Safe place for indigenous women and children


Meminar Ngangg Gimba - a cluster housing complex for  Aboriginal and Torres Strait Islander women and their children escaping or dealing with family violence - was officially opened in Mildura on Tuesday.

This $2M+ complex will provide 24/7 on site support for the women and children from 1 October.  An initiative of the Department of Human Services, Meminar Ngangg Gimba (Women who dwell here) is based on the collective work of Regional Action Groups across the state and through the development of the Indigenous Family Violence 10 Year Plan, Strong Culture, Strong Peoples, Strong Families.

Located in Ontario Avenue, architect Andrew Nairn’s design is sensitive to the neighbourhood whilst providing a modern, safe, and secure environment for women and children referred to the service.
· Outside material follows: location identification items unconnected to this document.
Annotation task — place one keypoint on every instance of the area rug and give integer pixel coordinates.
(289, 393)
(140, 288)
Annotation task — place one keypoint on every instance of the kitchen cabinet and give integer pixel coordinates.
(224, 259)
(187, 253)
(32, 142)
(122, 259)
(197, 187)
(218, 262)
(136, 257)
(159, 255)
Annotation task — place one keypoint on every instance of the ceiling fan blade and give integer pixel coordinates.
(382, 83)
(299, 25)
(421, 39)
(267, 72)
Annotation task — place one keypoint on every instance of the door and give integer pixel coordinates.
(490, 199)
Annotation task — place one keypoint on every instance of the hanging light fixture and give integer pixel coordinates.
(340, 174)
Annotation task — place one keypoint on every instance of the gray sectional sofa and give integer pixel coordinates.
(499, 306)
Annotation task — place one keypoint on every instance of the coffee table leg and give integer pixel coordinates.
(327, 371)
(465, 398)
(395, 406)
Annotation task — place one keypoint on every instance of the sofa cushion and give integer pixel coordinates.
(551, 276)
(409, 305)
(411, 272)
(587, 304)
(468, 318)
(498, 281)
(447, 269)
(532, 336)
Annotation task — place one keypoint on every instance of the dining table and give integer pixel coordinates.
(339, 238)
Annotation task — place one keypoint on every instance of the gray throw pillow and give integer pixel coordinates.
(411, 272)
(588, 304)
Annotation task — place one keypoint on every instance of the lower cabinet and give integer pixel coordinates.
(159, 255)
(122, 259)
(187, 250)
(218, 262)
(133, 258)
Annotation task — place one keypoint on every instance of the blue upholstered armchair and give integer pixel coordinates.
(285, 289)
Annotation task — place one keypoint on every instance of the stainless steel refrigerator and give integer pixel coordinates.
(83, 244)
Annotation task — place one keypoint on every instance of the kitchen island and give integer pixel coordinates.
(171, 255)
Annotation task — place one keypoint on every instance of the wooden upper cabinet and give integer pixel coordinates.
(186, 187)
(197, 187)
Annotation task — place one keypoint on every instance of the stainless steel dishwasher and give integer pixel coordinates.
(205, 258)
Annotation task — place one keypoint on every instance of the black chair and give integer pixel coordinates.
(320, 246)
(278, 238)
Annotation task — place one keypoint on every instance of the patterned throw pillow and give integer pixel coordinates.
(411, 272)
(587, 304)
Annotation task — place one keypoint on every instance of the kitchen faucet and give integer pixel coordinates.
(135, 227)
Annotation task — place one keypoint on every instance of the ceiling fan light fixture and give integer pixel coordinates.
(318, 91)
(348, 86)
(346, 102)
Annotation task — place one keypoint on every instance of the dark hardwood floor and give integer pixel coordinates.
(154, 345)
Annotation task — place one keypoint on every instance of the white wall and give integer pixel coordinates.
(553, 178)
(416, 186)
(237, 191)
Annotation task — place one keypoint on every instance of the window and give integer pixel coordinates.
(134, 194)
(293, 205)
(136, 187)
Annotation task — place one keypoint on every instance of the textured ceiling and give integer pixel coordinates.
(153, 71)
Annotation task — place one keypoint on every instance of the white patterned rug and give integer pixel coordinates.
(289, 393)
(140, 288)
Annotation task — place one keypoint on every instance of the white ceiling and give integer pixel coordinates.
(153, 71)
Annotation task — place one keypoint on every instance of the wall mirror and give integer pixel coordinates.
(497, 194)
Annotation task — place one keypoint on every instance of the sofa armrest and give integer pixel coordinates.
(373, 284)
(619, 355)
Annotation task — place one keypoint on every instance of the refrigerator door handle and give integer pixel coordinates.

Since December 2010, Meminar Ngangg Gimba, through endorsed service provider Haven, has been delivering confidential crisis support, advocacy, counselling and case management to 150 women and children from across the Mallee region.

A long time supporter of Meminar Ngangg Gimba, Mildura Rural City Deputy Mayor Cr Sue Nichols, who officially opened the building, was full of praise for service and the success it has had to date. 

Haven's Executive Director of Program Development Kerry Ashley told ABC Local Radio's Charlotte King that Meminar Ngangg Gimba is a truly holistic service aimed at breaking the cycle of violence in the community. 

In the  Sunraysia Daily Case manager with the service and Elder Janine Wilson said, "It will be such a great benefit to our community, we all know the effects family violence can have on children and Mildura has taken the first step to prevent it".